We can now introduce algebra in order to find a common formula to find the stair total for a 3-step stair on a 10 by 10-number grid.
If this stair is stair ‘x’ then the numbers in the stair will be
(x) + (x+2) + (x+3) + (x+10) + (x+11) + (x+20) this can also be written as
6x + 44 = stair total.
Using stair 7 we are now going to use my formula to find out its stair total and see if my formula is correct. x is equal to 7 as 7 is the number in the bottom left hand corner of stair7 and x is the number in the bottom left hand corner of stair x. .
6x + 44 = stair total
(6 x 7) + 44 = 86
So my formula says that the stair total of this stair is 86.
Now we can test this.
7 + 8 + 9 + 17 + 18 + 27 = 86
This is true.
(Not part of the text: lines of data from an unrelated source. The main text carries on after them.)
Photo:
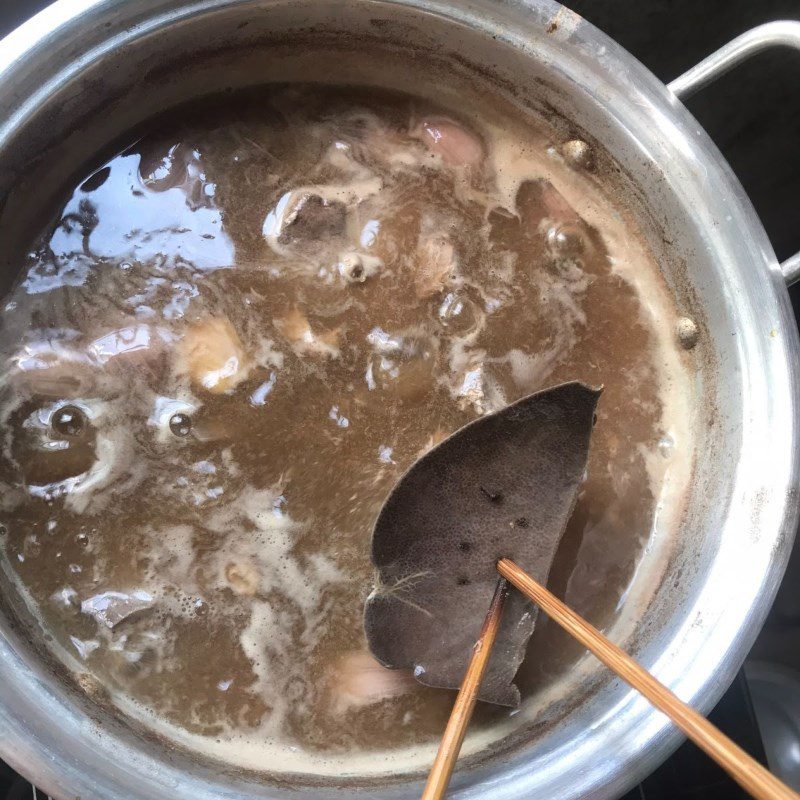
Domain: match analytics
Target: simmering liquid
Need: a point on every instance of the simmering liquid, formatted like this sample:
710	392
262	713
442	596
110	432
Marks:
235	337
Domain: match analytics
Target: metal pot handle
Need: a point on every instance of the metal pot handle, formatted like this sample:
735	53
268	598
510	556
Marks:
784	33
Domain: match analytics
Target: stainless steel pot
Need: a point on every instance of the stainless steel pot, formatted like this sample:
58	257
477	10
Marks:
83	71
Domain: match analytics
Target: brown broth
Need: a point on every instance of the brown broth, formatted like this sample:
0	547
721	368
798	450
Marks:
249	535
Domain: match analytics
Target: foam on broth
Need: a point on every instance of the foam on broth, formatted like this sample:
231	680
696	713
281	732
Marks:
260	314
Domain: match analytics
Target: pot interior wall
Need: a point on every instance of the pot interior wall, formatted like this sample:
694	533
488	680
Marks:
128	74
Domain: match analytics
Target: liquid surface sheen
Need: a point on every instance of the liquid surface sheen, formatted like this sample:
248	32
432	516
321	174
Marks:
235	337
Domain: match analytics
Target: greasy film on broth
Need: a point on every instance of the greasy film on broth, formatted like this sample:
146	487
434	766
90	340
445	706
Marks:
232	340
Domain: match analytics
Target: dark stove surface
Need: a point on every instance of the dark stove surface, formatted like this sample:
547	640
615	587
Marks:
754	116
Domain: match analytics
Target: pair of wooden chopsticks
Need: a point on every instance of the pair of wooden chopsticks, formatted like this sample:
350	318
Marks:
746	771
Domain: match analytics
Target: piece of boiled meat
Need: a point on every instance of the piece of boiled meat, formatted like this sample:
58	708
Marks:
504	485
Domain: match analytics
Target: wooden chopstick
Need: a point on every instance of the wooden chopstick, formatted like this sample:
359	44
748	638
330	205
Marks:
744	769
450	746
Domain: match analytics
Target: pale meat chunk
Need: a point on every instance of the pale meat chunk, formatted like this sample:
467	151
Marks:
453	143
294	327
213	356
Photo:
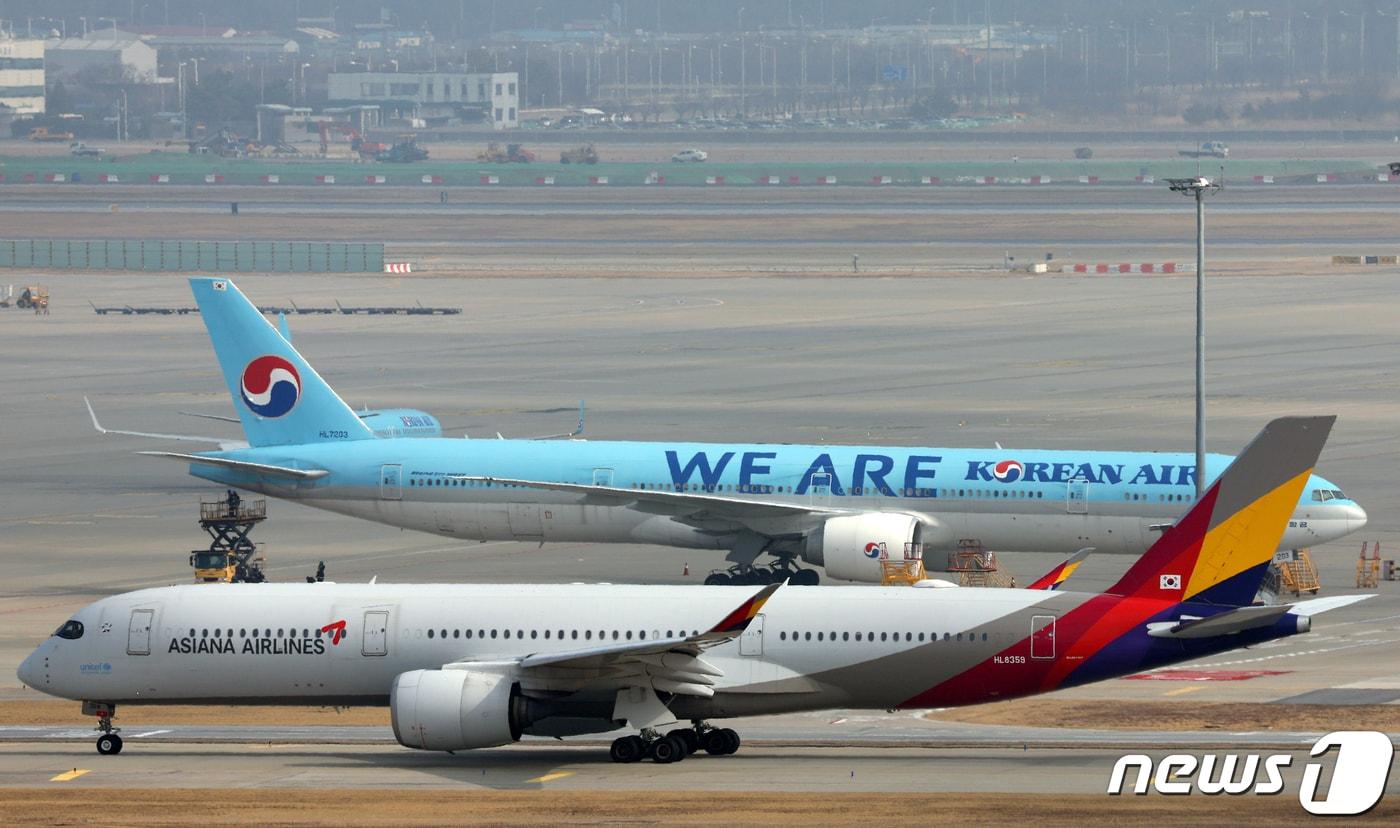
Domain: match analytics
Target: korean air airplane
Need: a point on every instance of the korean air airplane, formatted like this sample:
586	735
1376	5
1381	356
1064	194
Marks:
478	666
836	506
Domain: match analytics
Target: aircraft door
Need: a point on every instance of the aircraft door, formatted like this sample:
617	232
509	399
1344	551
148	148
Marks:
139	632
751	642
1077	496
391	482
1042	636
375	633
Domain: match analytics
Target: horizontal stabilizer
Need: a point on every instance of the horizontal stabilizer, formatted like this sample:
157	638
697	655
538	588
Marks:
258	468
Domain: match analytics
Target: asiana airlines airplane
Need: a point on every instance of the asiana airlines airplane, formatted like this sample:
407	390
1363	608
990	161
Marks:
843	507
475	666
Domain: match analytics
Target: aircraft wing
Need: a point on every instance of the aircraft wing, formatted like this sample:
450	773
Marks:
258	468
221	442
672	664
695	506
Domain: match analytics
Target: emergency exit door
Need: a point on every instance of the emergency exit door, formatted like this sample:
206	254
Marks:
139	632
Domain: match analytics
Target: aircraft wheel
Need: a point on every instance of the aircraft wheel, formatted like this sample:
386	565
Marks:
688	737
668	750
627	750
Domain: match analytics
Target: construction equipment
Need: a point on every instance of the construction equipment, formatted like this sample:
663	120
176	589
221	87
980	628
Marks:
902	570
403	152
41	133
584	154
231	555
977	566
1292	572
Therefore we can now say that the general formula for any 3-step stair on a 10 by 10-number grid is 6x + 44 = stair total. .
We are now going to investigate further the relationship between stair totals and other step stairs on other number grids.
The numbers inside the stair and the formula for finding the stair total varies depending on the grid size:
For a 10 by 10 Grid:!
But for a 9 by 9 Grid:
We can see that the formula for a 9 by 9 grid is 6x + 40 = stair total. This is 4 less than the formula for the 10 by 10 grid.
In order to prove this I will use stair 20 on a 9 by 9 grid.
6x + 40 = stair total
(6 x 20) + 40 = 160.
20 + 21 + 22 + 29 + 30 + 38 = 160
I can therefore conclude that the general equation for a 3-step stair on a 9 by 9 number grid is 6x + 40 = stair total where x is the number in the bottom left hand corner of the stair shape.
We can now say that in order to find the equation for an 11 by 11-number grid all we have to do is add 4 to the equation of a 10 by 10 grid. If we do this then the equation will be 6x + 48 = stair total.
I am now going to check this equation with stair 12 on an 11 by 11 number grid.
6x + 48 = stair total
(6 x 12) + 48 = 120
12 + 13 + 14 + 23 + 24 + 34 = 120 o9xuE
This is true so I conclude that the stair total for any 3-step stair on an 11 by 11 number grid is 6x + 48= stair total.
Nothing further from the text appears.